L’impedimento che osta al conseguimento di questo importante vantaggio è costituito dalla rigidità dell’applicazione, da parte statunitense, della Ndp (National Disclosure Policy). Si tratta del reticolo normativo che disciplina il trasferimento di informazioni classificate Usa a partner stanieri. In questo caso la politica dovrebbe soccorrere le nostre aziende. Mister Obama è venuto a chiederci tanto. Non sarebbe disdicevole chiedergli di riconfigurare le normative e i protocolli di sicurezza per consentire alle imprese italiane un accesso più agevole al programma. In realtà, preoccupa che, da parte delle solita sinistra, si sia trovato, nella spending review, un accattivante pretesto per “tagliare le unghie” alla capacità di difesa strategica del nostro Paese. Se fosse per loro, che comunisti erano e comunisti restano sebbene oggi giochino a fare i renziani, la forza armata dovrebbe limitarsi a raccogliere gli immmigrati clandestini in mare per portarli al sicuro nel nostro Paese e a sfilare nelle parate pacifiste con i rametti di ulivo al posto dei fucili.

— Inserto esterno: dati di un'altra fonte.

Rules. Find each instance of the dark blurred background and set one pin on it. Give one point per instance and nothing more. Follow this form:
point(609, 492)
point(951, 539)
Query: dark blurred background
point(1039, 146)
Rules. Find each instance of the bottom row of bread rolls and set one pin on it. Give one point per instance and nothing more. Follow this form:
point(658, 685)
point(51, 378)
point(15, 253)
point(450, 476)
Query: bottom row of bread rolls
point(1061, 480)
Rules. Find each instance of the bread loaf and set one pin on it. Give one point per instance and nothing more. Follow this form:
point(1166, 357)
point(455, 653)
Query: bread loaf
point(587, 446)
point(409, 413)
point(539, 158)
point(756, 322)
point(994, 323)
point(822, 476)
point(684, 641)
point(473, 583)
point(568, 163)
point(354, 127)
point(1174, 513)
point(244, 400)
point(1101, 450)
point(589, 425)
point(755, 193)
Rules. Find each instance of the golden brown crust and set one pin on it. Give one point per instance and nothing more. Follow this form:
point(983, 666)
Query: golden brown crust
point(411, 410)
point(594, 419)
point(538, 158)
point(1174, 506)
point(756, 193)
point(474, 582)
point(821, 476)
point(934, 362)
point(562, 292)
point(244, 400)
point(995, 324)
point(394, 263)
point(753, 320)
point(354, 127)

Tuttavia non se ne può fare una colpa a coloro che l’hanno pensata, e continuano a pensarla, allo stesso modo di sempre. Fanno il loro mestiere. La responsabilità più grave ce l’hanno, ancora una volta, le micro-formazioni che partite da destra sono approdate all’altra sponda per soccorrere gli avversari. Non si offendano Alfano e compagni se li si definisce “utili idioti”, ma cos’altro sono visto che, per un piatto di lenticchie, non hanno avuto nemmeno il coraggio di chiedere a Renzi una garanzia sulla titolarità del dicastero della Difesa? Almeno con Letta, a quel ministero c’era Mauro. Sugli Esteri, neanche a parlarne. E dicono che sono alleati di Governo alla pari: come le colf. Sarà molto istruttivo vederli all’opera quando il ministro della Difesa comunicherà la decisone di tagliare il programma d’investimento per l’acquisto degli F-35. Diranno che sono ancora lì, incollati alle poltrone, per il bene del Paese? Peccato, però, che seduti al tavolo della roulette russa ci sono gli italiani. Non loro.